We are in accord with the position taken by appellant's attorney. Neither the immediate admonition of the District Judge to the jury to disregard the prosecuting attorney's question nor the subsequent charge could, in our judgment, remove the indelibly impressed fact from the minds of the jurors that the defendant had, upon a previous occasion, pleaded guilty to the charge upon which he was being tried. The Judge told the jury that it was unfortunate that the District Attorney had made reference to the previous appearance of the defendant before the regular judge of the court, but that whatever had then happened was of no consequence, and that the jurors must receive the law as charged, that they would have no right to let the question or the implications upon their verdict.

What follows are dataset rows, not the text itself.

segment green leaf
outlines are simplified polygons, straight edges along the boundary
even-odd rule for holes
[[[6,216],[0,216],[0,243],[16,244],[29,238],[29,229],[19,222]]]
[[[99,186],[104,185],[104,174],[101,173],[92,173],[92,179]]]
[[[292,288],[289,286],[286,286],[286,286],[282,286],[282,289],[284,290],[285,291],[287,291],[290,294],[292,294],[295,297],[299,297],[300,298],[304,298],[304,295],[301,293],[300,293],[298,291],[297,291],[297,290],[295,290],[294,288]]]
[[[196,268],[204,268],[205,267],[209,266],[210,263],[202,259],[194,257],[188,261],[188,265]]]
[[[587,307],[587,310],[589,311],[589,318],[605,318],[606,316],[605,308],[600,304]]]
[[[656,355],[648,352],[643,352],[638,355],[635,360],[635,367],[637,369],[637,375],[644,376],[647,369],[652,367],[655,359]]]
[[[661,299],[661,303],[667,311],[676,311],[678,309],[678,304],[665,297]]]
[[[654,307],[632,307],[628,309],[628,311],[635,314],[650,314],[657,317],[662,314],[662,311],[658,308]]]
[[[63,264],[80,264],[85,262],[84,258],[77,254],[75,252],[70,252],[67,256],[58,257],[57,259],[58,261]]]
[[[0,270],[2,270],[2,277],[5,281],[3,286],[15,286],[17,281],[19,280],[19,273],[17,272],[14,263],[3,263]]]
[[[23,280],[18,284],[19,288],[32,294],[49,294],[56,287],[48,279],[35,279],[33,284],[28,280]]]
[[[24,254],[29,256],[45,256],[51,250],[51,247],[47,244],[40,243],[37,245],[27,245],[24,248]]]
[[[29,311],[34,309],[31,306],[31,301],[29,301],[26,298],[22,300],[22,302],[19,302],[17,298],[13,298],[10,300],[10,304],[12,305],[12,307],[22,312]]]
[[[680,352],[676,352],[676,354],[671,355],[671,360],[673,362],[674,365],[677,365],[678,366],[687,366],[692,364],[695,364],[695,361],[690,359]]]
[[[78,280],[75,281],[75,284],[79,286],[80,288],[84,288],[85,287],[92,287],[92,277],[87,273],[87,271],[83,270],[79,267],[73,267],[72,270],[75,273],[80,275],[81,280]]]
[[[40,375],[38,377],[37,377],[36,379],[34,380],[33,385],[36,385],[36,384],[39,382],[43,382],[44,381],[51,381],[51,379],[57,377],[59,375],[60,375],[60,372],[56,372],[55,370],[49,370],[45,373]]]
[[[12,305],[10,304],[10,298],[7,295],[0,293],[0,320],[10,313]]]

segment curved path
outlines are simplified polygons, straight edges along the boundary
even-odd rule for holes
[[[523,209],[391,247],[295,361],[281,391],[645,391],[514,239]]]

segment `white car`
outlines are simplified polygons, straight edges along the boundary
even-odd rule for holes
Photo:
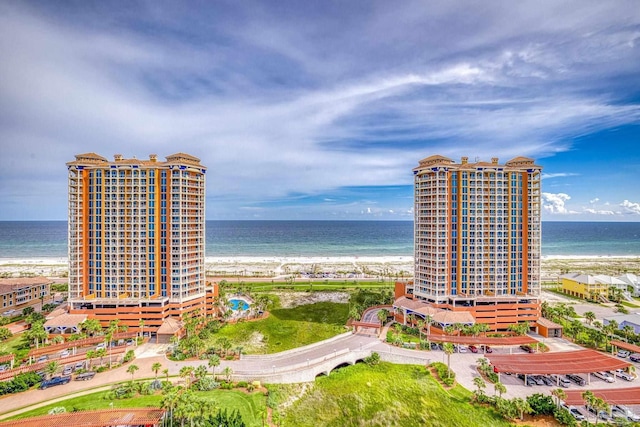
[[[606,381],[608,383],[612,383],[612,382],[614,382],[616,380],[615,378],[613,378],[613,375],[611,375],[608,372],[604,372],[604,371],[594,372],[593,376],[596,377],[596,378],[600,378],[602,381]]]
[[[621,414],[624,417],[627,417],[631,421],[640,421],[640,415],[634,413],[631,409],[627,408],[624,405],[614,405],[612,407],[613,413]]]
[[[627,371],[623,370],[623,369],[617,369],[614,372],[616,377],[622,378],[625,381],[633,381],[636,378],[634,376],[632,376],[630,373],[628,373]]]

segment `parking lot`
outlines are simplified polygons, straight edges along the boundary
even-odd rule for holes
[[[561,340],[561,341],[564,341],[564,340]],[[563,347],[561,342],[554,343],[554,347],[555,346]],[[576,346],[575,344],[568,343],[568,342],[566,346],[574,350],[576,348],[580,348],[579,346]],[[510,348],[495,347],[495,348],[492,348],[492,350],[494,351],[494,353],[498,353],[498,354],[516,354],[516,353],[525,354],[524,350],[520,349],[519,347],[513,347],[513,346]],[[444,351],[433,350],[432,353],[434,356],[432,358],[433,361],[440,361],[445,364],[447,363],[447,356],[444,353]],[[485,357],[485,355],[480,353],[471,353],[469,351],[466,351],[464,353],[454,353],[451,355],[451,368],[456,373],[456,380],[469,390],[476,390],[477,388],[473,383],[473,379],[480,376],[476,368],[478,366],[478,359],[480,359],[481,357]],[[629,359],[626,359],[626,360],[629,360]],[[636,367],[638,372],[640,372],[640,363],[634,363],[634,366]],[[586,390],[593,391],[593,390],[599,390],[599,389],[611,389],[611,388],[618,388],[618,387],[619,388],[640,387],[640,379],[637,379],[637,378],[633,381],[625,381],[621,378],[616,377],[614,382],[607,382],[606,380],[597,378],[594,375],[589,375],[589,378],[587,377],[587,374],[580,373],[578,375],[584,379],[585,385],[580,386],[574,382],[570,382],[569,386],[567,388],[563,388],[563,390],[565,391],[580,390],[582,392]],[[561,377],[564,377],[564,375],[561,375]],[[526,386],[524,383],[524,380],[518,378],[516,374],[512,374],[512,375],[500,374],[500,382],[502,382],[507,388],[507,393],[503,395],[503,397],[505,398],[514,398],[514,397],[526,398],[527,396],[534,393],[551,395],[551,391],[558,388],[558,386],[556,385],[546,385],[544,383],[542,385],[536,384],[536,385]],[[489,395],[493,395],[494,394],[493,385],[487,382],[487,387],[485,388],[484,391]],[[629,407],[629,409],[631,409],[633,412],[640,414],[640,405],[626,405],[626,406]],[[587,415],[587,410],[584,408],[584,406],[582,407],[576,406],[576,409],[580,411],[583,415],[585,416]],[[594,415],[591,414],[590,416],[591,416],[590,419],[593,420]]]

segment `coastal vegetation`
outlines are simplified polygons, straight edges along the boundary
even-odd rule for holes
[[[269,386],[274,421],[283,426],[509,426],[491,408],[472,404],[461,386],[445,390],[423,366],[356,364],[320,377],[291,403]]]

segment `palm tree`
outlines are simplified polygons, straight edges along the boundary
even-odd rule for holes
[[[447,355],[447,377],[451,378],[451,355],[454,351],[453,344],[451,344],[450,342],[442,344],[442,350],[444,350],[445,354]]]
[[[380,321],[380,326],[383,326],[384,322],[389,317],[389,311],[383,308],[382,310],[378,310],[378,313],[376,314],[376,316],[378,317],[378,320]]]
[[[481,377],[475,377],[473,379],[473,385],[475,385],[476,387],[478,387],[478,395],[483,395],[484,391],[482,391],[483,388],[485,388],[487,386],[487,383],[484,382],[484,380]]]
[[[587,321],[587,325],[591,325],[596,320],[596,314],[593,311],[587,311],[584,313],[584,318]]]
[[[135,374],[138,369],[140,369],[138,365],[129,365],[127,368],[127,373],[131,374],[131,382],[133,382],[133,374]]]
[[[220,356],[214,354],[209,358],[209,367],[211,368],[211,376],[216,377],[216,366],[220,366]]]
[[[44,371],[47,375],[49,375],[49,378],[51,378],[52,376],[55,375],[56,372],[58,372],[58,369],[60,369],[60,363],[54,360],[52,362],[47,363],[47,366],[44,368]]]
[[[191,387],[191,374],[193,373],[193,366],[183,366],[180,368],[180,376],[185,380],[185,388]]]
[[[158,371],[162,369],[162,363],[160,362],[155,362],[153,365],[151,365],[151,370],[156,374],[156,381],[158,381]]]
[[[513,405],[516,407],[516,409],[518,410],[518,412],[520,413],[520,419],[524,420],[524,414],[527,413],[531,413],[531,406],[529,405],[529,402],[527,402],[526,400],[524,400],[521,397],[516,397],[512,400]]]
[[[561,388],[554,388],[551,390],[551,395],[556,398],[556,405],[560,407],[560,401],[567,398],[567,393]]]
[[[507,392],[507,387],[505,387],[504,384],[502,384],[500,381],[498,381],[497,383],[493,384],[493,395],[495,396],[496,393],[499,394],[500,397],[502,397],[503,393]]]

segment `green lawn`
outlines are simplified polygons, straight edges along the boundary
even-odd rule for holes
[[[511,425],[470,397],[460,386],[444,390],[422,366],[357,364],[318,378],[280,415],[286,427]]]
[[[208,346],[226,337],[244,353],[277,353],[331,338],[345,332],[348,304],[319,302],[295,308],[278,308],[266,319],[223,326]]]
[[[159,407],[162,400],[160,394],[153,396],[138,396],[132,399],[106,399],[107,392],[92,393],[85,396],[75,397],[63,402],[52,403],[42,408],[25,412],[11,419],[20,419],[46,415],[52,408],[62,406],[67,412],[74,410],[98,410],[109,409],[113,403],[114,408],[143,408],[147,406]],[[213,390],[207,392],[196,392],[197,395],[206,396],[213,399],[219,408],[227,408],[229,412],[237,409],[242,415],[242,419],[248,427],[262,426],[262,416],[266,411],[266,398],[260,393],[243,393],[236,390]]]

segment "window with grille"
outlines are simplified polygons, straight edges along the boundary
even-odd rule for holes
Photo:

The jury was told: 'This man now appears before the court, as I stated earlier, as a person who has pleaded not guilty to the indictment, and the Government has the burden of proof to satisfy you beyond a reasonable doubt of his guilt before you may find him guilty.'


In Pierce v. United States, 6 Cir., 86 F.2d 949, it was pointed out that no admonition from the court, however promptly and forcibly made, that the jury should disregard statements of the United States Attorney as to previous brushes with the law which the defendant had had could be safely relied upon to free the minds of jurors from the impression that the defendant was a bad character and capable of committing the crime charged. Such suggestions from the District Attorney were said to be capable of completely overthrowing the presumption of the defendant's innocence. Here, a fortiori, we have a direct imputation by the District Attorney to the defendant of a previous plea of guilty to the charge upon which he was being tried. See also Pharr v. United States, 6 Cir., 48 F.2d 767. There, Pharr, on cross-examination, had been asked whether he had not previously entered a plea of nolo contendere, which he knew was equivalent to a plea of guilty. The conviction was reversed, but it must be noted that the trial court had erroneously told the jury that Pharr was presumptively guilty because the record showed his former plea of nolo contendere.


Numerous cases where convictions have been reversed for prejudicial impressions conveyed to the jury by comments of United States Attorneys (for example, see Ross v. United States, 6 Cir., 180 F.2d 160) could be cited, but it seems unnecessary to cite them.


The judgment of conviction and sentence is reversed; and the case is remanded to the district court for a new trial.